Possible side effect
Myelosuppression is the most common side effect, manifesting as leukopenia, anemia, and thrombocytopenia. Gastrointestinal disturbances including nausea, vomiting, diarrhea, constipation, and stomatitis may occur. Dermatologic reactions such as maculopapular rash, facial erythema, and alopecia have been reported. Neurological side effects including headache, dizziness, and drowsiness may occur. Rare but serious adverse effects include pulmonary fibrosis, hepatotoxicity, and vascular ulcers. Long-term use has been associated with secondary malignancies in some patients. Patients may experience nail discoloration and nail bed changes.
Drug interaction
Hydrea may enhance the toxicity of other myelosuppressive agents when used concomitantly. Live vaccines should be avoided due to potential for enhanced replication of vaccine virus. Concurrent use with interferon may increase the risk of cutaneous vasculitis. Antiretroviral agents, particularly didanosine and stavudine, may have increased toxicity when combined with hydroxyurea.

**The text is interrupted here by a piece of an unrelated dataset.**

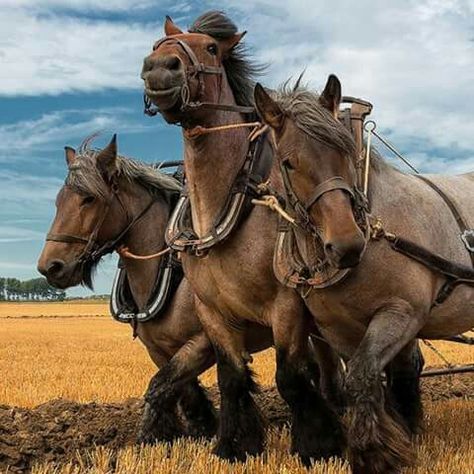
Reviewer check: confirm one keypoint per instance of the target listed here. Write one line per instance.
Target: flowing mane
(240, 69)
(84, 176)
(303, 106)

The medication may potentiate the effects of radiation therapy, requiring careful monitoring when used concurrently. Drugs that affect renal function may alter hydroxyurea clearance and require dose adjustment.
Missed dose
If a dose is missed, patients should take it as soon as remembered unless it is almost time for the next scheduled dose. In that case, the missed dose should be skipped, and the regular dosing schedule resumed. Patients should not double the dose to make up for a missed one. If multiple doses are missed or vomiting occurs shortly after administration, patients should contact their healthcare provider for guidance. Maintaining consistent dosing is important for therapeutic efficacy, so patients should establish routines to promote adherence.
Overdose
Acute overdose may manifest as exacerbation of adverse effects, particularly myelosuppression, mucositis, and gastrointestinal toxicity. Symptoms may include severe leukopenia, thrombocytopenia, anemia, and nausea/vomiting. Management involves immediate discontinuation of the drug and supportive care, including transfusion of blood products if indicated. Hemodialysis may be effective in removing hydroxyurea due to its relatively low molecular weight and water solubility. There is no specific antidote for hydroxyurea overdose. Treatment should be directed at supporting hematologic parameters and managing specific symptoms.
Storage
Hydrea capsules should be stored at controlled room temperature between 20°C to 25°C (68°F to 77°F), with excursions permitted between 15°C to 30°C (59°F to 86°F). The medication should be kept in its original container, tightly closed, and protected from moisture. It should be stored out of reach of children and pets. Unused medication should be properly disposed of according to local regulations, not flushed down the toilet or thrown in household trash unless instructed to do so. Capsules should be protected from light and excessive heat.
Disclaimer
This information is provided for educational purposes only and does not constitute medical advice. Hydrea is a prescription medication that should only be used under the supervision of a qualified healthcare professional. Patients should not make any changes to their treatment regimen without consulting their physician. The information provided here may not include all possible uses, directions, precautions, or interactions. Healthcare providers should reference the complete prescribing information before initiating therapy. Individual patient responses may vary, and treatment decisions should be based on professional medical judgment.
Reviews
Clinical studies and patient reports consistently demonstrate Hydrea’s efficacy in controlling blood counts in myeloproliferative disorders. Many hematologists consider it a first-line therapy for polycythemia vera and essential thrombocythemia due to its predictable response and manageable side effect profile. In sickle cell disease, patients report significant reduction in crisis frequency and improved quality of life. Some patients note gastrointestinal discomfort as a challenging side effect, though this often improves with dose adjustment or supportive medications. Long-term users appreciate the oral formulation’s convenience compared to intravenous alternatives. Healthcare providers emphasize the importance of regular monitoring to maximize benefits while minimizing risks.